Now you see me, now you don't: the hidden sites of South Asian performance art in British urban centres  
Sarah Dadswell (Exeter University)

Paper short abstract:

Based on interviews in Bradford, Southall and Glasgow, this paper will focus on the existence, development and significance of Asian performance arts at community level, since the late 1940s.

Paper long abstract:

Drawing on interviews from the on-going AHRC-funded project into British Asian Theatre (University of Exeter, UK), this paper offers an insight into an alternative picture of migration of South Asians to the UK in the latter half of the twentieth century.

Sadly, this story of migration is frequently told in negative terms through reports, surveys and governmental statistics, citing a lack of accommodation, employment, money, English language, education, and integration. Despite, or perhaps, because of such negative circumstances, the new Asian communities that emerged in Britain's cities from the 1950s onwards gathered together in homes, and later religious buildings and community centres, to embrace the culture of their homeland. They sang devotional songs, recited verses of their beloved Urdu poets. Some played music, some danced, some cooked and, undoubtedly, all ate.

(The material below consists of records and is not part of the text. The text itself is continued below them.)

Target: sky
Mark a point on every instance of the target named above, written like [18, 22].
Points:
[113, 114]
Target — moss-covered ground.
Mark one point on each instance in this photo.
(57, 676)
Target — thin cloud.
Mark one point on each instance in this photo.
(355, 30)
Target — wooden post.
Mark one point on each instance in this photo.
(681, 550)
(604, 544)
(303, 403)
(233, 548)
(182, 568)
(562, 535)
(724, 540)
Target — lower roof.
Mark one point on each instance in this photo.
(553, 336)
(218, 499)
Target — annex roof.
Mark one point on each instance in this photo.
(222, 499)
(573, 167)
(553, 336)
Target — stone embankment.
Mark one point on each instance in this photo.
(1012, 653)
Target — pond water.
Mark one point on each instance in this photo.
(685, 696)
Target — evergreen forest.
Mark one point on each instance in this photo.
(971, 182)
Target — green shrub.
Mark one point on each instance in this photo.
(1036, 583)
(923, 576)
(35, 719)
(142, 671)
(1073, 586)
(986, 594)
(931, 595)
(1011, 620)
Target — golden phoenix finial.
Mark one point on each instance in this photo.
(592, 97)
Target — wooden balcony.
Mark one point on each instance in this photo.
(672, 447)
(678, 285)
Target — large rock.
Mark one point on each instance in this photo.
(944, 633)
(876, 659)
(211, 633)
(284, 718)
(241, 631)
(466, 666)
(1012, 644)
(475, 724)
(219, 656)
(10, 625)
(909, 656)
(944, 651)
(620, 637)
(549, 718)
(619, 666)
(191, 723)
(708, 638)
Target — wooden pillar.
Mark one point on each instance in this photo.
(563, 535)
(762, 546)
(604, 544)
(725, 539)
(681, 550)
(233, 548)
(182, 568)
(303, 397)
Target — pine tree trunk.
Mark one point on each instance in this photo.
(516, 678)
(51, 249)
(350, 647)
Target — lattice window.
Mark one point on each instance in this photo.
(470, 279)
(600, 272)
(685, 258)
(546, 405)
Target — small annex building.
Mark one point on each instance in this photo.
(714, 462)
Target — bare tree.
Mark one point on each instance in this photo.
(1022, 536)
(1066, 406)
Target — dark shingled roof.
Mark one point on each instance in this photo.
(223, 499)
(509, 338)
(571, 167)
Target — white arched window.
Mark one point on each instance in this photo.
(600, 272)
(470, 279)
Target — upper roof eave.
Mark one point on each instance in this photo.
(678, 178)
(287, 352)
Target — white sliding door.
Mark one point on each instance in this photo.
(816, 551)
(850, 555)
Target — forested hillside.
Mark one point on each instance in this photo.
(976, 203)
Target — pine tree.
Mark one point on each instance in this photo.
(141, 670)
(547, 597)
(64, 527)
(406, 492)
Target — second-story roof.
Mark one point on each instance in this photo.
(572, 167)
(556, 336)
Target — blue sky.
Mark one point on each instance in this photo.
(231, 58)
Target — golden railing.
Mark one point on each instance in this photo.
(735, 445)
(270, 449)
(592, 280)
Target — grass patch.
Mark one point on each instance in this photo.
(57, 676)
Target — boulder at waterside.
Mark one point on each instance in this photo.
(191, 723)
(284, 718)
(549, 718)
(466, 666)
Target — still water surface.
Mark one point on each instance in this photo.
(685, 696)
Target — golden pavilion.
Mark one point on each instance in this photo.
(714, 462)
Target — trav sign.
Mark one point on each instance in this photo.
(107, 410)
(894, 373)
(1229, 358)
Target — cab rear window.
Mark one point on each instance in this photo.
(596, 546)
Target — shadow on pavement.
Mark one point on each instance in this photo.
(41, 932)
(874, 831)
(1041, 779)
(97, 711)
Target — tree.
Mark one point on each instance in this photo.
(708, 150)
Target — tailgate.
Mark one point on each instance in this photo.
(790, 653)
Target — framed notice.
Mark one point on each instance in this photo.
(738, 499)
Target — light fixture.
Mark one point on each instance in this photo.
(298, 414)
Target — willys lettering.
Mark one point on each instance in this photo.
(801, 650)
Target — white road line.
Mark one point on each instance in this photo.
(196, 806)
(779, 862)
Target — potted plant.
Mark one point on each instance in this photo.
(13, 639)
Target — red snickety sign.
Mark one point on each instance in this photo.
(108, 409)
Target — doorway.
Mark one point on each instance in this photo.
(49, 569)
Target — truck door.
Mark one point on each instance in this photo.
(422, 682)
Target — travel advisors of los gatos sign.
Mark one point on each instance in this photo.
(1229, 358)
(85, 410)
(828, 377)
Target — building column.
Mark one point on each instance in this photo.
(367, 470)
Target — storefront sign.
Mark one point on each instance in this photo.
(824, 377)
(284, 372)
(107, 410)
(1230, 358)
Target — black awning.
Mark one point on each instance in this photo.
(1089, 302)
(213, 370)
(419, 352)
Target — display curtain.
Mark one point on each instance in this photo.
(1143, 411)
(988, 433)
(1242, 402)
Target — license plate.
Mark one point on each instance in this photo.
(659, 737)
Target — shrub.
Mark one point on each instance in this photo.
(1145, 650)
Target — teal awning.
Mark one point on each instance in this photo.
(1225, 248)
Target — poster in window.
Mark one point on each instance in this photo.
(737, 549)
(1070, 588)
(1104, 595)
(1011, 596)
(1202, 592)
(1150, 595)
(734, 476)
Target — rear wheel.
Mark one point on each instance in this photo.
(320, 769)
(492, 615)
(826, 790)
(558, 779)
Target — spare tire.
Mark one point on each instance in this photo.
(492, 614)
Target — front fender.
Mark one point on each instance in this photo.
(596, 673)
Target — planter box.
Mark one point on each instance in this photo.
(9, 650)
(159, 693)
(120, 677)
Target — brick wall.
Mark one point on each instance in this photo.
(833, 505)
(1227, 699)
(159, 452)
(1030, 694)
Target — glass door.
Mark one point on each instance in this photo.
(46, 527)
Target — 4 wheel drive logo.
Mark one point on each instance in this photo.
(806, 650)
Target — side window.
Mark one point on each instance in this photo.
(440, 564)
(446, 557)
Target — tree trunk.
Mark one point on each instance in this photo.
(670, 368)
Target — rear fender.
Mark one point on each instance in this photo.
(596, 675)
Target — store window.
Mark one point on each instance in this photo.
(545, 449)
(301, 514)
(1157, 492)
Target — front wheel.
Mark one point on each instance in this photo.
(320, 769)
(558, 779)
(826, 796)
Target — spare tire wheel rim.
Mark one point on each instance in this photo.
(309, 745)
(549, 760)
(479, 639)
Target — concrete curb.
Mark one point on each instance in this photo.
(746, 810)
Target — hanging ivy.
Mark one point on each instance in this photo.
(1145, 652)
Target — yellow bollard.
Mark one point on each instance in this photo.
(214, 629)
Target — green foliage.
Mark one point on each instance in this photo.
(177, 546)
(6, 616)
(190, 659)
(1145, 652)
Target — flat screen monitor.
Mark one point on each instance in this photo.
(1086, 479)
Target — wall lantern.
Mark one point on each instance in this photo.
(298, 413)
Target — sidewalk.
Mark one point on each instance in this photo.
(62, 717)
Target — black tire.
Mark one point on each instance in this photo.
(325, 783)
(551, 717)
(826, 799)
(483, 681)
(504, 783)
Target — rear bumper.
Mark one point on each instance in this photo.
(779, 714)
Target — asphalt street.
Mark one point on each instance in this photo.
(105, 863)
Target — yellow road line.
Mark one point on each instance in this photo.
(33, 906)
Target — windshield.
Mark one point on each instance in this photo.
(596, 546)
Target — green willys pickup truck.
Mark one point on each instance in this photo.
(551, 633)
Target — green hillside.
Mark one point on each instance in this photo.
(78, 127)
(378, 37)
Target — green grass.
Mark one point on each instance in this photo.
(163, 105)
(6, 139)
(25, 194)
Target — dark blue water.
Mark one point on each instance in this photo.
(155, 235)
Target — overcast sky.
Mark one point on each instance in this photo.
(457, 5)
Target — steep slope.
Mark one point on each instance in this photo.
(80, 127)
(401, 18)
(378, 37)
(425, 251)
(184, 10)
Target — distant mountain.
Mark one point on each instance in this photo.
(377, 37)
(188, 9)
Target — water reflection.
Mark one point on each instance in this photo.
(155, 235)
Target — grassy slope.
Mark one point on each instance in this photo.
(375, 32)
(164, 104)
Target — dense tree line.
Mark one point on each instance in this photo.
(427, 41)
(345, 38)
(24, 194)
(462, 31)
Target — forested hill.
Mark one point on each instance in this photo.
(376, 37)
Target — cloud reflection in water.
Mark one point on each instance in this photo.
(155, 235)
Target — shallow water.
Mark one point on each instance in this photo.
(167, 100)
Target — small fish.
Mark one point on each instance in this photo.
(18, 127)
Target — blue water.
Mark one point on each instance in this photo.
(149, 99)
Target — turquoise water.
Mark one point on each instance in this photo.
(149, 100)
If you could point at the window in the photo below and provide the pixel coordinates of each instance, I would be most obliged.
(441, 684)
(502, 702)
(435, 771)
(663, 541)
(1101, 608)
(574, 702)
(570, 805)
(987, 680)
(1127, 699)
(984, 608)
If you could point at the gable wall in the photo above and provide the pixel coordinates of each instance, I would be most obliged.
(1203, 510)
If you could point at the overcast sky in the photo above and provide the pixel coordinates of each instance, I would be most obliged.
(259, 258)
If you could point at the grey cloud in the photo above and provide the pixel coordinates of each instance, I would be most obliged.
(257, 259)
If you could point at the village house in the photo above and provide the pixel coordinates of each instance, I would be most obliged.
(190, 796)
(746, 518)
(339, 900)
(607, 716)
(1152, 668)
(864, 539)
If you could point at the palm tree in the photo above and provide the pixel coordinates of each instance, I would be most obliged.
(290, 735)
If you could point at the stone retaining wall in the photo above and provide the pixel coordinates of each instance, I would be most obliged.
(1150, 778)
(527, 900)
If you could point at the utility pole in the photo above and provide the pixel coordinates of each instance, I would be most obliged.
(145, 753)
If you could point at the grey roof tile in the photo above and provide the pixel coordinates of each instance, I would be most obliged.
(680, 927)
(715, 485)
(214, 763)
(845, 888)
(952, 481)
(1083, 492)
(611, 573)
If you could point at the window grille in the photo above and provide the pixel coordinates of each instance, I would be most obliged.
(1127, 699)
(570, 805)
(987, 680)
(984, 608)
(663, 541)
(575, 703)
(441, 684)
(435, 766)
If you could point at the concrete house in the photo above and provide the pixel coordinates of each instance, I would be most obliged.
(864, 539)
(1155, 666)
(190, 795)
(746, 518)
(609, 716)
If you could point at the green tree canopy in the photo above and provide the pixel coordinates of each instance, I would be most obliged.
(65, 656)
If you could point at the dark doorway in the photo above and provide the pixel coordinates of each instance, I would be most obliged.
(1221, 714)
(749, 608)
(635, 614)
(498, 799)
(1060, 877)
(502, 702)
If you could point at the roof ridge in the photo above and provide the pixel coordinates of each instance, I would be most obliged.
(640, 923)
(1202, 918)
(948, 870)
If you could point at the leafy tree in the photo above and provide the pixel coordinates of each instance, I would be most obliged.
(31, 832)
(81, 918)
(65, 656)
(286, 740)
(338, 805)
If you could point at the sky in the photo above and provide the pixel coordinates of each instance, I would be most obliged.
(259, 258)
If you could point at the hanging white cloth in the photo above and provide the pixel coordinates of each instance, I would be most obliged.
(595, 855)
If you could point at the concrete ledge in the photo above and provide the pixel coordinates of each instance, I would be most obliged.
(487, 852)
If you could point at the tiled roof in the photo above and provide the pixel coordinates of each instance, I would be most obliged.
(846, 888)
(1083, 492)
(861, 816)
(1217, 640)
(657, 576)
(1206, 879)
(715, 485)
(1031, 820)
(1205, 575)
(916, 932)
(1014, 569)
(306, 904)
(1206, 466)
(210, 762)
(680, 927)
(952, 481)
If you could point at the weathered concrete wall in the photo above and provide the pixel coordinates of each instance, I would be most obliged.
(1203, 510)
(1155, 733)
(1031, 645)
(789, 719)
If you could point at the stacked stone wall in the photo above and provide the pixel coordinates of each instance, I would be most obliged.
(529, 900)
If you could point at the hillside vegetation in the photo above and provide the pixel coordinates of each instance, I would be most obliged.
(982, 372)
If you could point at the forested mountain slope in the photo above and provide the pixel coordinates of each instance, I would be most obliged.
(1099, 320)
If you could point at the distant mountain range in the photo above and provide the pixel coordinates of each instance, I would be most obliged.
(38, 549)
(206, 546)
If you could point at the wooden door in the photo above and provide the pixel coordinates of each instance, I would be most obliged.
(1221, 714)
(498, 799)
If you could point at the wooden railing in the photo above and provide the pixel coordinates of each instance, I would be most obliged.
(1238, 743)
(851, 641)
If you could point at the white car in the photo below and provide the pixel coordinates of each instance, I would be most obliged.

Although this expression of Asian arts accompanied religious festivals and celebrations within the ethnic community, such as weddings, its existence remained largely hidden to the wider city community, only surfacing for occasional city festivals, galas, and later melas. A sub-culture of Asian arts made by Asians, for Asians, with defined touring circuits and venues were a natural development and run counterpoint to professional Asian-led British theatre companies such as Tara Arts (1977), Tamasha Theatre Company (1989) and Kali Theatre Company (1990) who aim to include a wider, mainstream audience.

Based on interviews with those who have been involved with Asian arts since the late 1940s, this paper will focus on the existence, development and significance of Asian performance arts at community level. It will raise the following issues: identity of the artists and audience; changing modes of performance; location of Asian arts (public, private and community space); language; funding and support networks; individual and family ambition and expectations; access of Asians to mainstream arts and the provision of mainstream spaces to Asian Arts. Particular attention will be paid to the urban centres of Bradford, Southall, and Glasgow, European City of Culture 1990.